The first strategy was to make time for God. The second was to find some quiet, uninterrupted time to do your adult thinking. The third was to take care of your physical needs. The fourth was to use tools to help you manage your time and your day. Today we finish talking about stress management.

The fifth strategy is to know what is important.

I once heard a personal coach say, “What is truly important is seldom urgent and what is urgent is seldom truly important.”  How true that is! 

Take some time to really consider your values. What is most important to you? What do you most want your kids to know before they leave your home as adults? What makes you fulfilled? There is no right or wrong answer as long as you figure out what is important to you and don’t let the urgencies of parenthood stop you from living in accordance with your values. 

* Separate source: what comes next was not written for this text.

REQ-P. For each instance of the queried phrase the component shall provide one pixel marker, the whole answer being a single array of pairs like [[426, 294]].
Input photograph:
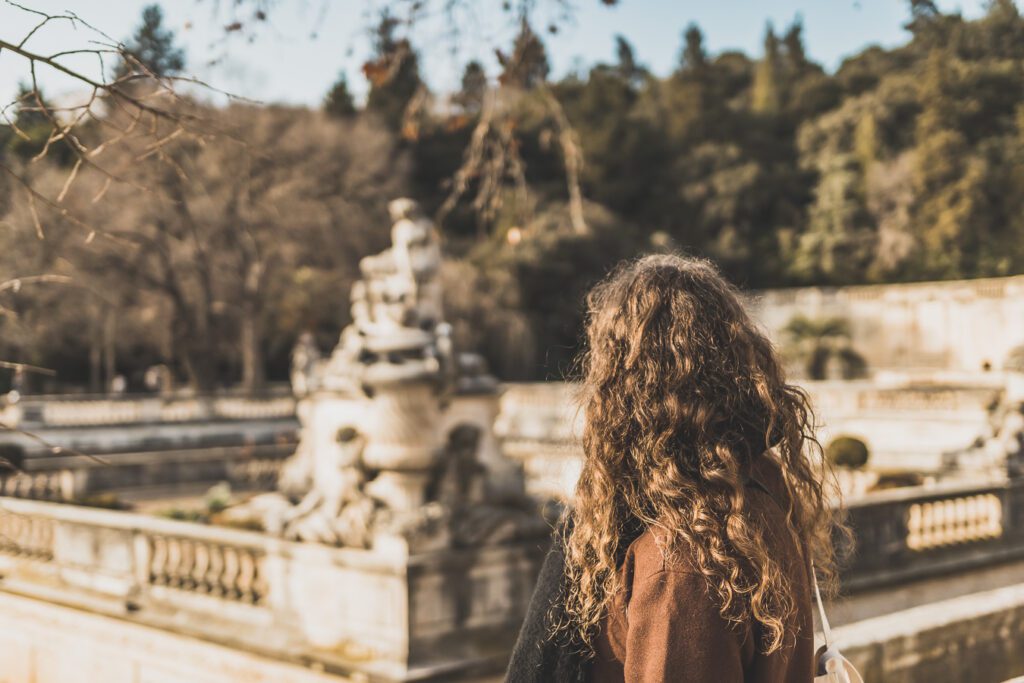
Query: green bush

Make sure that every day you do one thing that supports your values. It doesn’t need to be something big, just an action that lets you feel like you did something meaningful during the day. Perhaps you prayed with your child, or read a story about kindness, or picked up a few pieces of trash at the park.

At the end of the day, you want to be able to say, “I did a bunch of dishes and laundry. I changed a lot of diapers. I listened to a load of whining and had to discipline more than I hoped. However, I also did something that really mattered to me on a different level.” Doing something meaningful helps fight feelings of stress and gives you more patience.

When you do a better job of managing stress you keep your mind clear and can better use your Smarter Parenting strategies.